One of the principal factors contributing to effective communication in critically ill patients with artificial airways is the ability to achieve independent communication [7]. Independent electrolarynx use typically depends on adequate muscle strength to hold and securely position the device. Improper contact with the neck and surrounding tissues may produce radiated noise, potentially compromising speech intelligibility [8]. Sedation level can also influence training effectiveness. Rose et al. [4] reported that user-friendliness and the capacity for independent use facilitated the utilization of the electrolarynx among critically ill patients. Once the hands-free electrolarynx transducer was placed on the patient’s neck, some were able to produce intelligible speech independently, demonstrating their ability to autonomously initiate conversations. Although the EES of the hands-free electrolarynx were comparable to those of the conventional electrolarynx with assistance, the hands-free device may support greater patient independence in communication.
One patient experienced decreased oxygen saturation due to increased coughing during phonation using the hands-free electrolarynx. This patient (Case 4) had the worst oxygenation capacity, characterized by excessive sputum production due to pneumonia. Theoretically, the respiratory cycle was independent during electrolarynx speech because it did not rely on airflow. However, mechanically ventilated patients often either exhaled or stopped breathing temporarily during phonation using the electrolarynx, with most patients using the pressure support mode to regulate the respiratory cycle better. For patients with low respiratory reserve, synchronizing their breathing cycle with speech is particularly challenging. In addition, speech using the electrolarynx requires precise, exaggerated mouth movements and slow articulation for optimal intelligibility, which may further contribute to patient ventilator desynchrony in this patient population [9]. Further research is necessary to explore the link between respiratory status and complications arising from electrolarynx use.
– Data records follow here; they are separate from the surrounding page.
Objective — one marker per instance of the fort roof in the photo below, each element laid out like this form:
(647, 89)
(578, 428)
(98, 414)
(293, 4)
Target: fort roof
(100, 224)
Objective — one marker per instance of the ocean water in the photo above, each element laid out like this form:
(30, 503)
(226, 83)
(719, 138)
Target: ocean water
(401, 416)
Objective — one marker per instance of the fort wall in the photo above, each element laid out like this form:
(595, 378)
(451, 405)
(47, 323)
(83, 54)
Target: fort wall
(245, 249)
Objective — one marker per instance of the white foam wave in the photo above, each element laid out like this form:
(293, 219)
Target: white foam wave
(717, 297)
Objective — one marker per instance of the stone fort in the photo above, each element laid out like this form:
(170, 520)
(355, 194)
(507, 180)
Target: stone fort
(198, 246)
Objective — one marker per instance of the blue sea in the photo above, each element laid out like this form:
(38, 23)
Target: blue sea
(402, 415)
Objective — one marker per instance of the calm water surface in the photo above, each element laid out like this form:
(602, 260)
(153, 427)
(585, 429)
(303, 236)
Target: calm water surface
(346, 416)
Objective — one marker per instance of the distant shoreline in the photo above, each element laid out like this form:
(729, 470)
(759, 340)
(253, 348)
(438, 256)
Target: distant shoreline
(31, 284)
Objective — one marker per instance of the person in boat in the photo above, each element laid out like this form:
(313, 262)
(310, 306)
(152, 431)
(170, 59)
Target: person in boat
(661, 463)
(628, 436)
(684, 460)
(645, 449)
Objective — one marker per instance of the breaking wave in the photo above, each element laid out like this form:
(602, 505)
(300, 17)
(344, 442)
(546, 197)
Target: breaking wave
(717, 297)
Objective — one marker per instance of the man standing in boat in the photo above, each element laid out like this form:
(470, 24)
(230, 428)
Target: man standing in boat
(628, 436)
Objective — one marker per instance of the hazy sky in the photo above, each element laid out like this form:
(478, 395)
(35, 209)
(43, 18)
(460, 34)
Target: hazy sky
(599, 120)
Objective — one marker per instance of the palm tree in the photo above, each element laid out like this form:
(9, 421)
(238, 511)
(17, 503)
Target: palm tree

This study has several limitations. First, the small sample size due to the limited number of eligible patients may reduce the generalizability of our findings. Although our findings suggest potential clinical advantages of the hands-free wearable electrolarynx, further large-scale studies are necessary to comprehensively evaluate its effectiveness and broader clinical applicability. Second, the duration of electrolarynx use in this study was short, and the long-term feasibility and safety of the device needed to be evaluated. Third, the devices were not blinded to the raters, which could have introduced bias in the assessment process. Moreover, the experienced research team assisted in using the conventional electrolarynx, which may have influenced the comparison between the devices. The learning curve and user adaptability of the hands-free electrolarynx were not fully evaluated in this study. Further research is needed to quantify the time required for users to become proficient and to assess how usability evolves with experience. Furthermore, the EES evaluation was perceptual and reliant on subjective judgment. Finally, the study was conducted at a single center in Japan with only native Japanese speakers, which may limit the generalizability of our findings to populations speaking other languages or to different clinical settings.
In conclusion, our case series provides preliminary evidence indicating the feasibility of using a hands-free electrolarynx for communication in tracheostomized, mechanically ventilated patients. When used independently by patients, the hands-free electrolarynx achieved greater intelligibility than the conventional electrolarynx. This device may reduce the need for external assistance, potentially enhancing effective communication with medical staff and family members.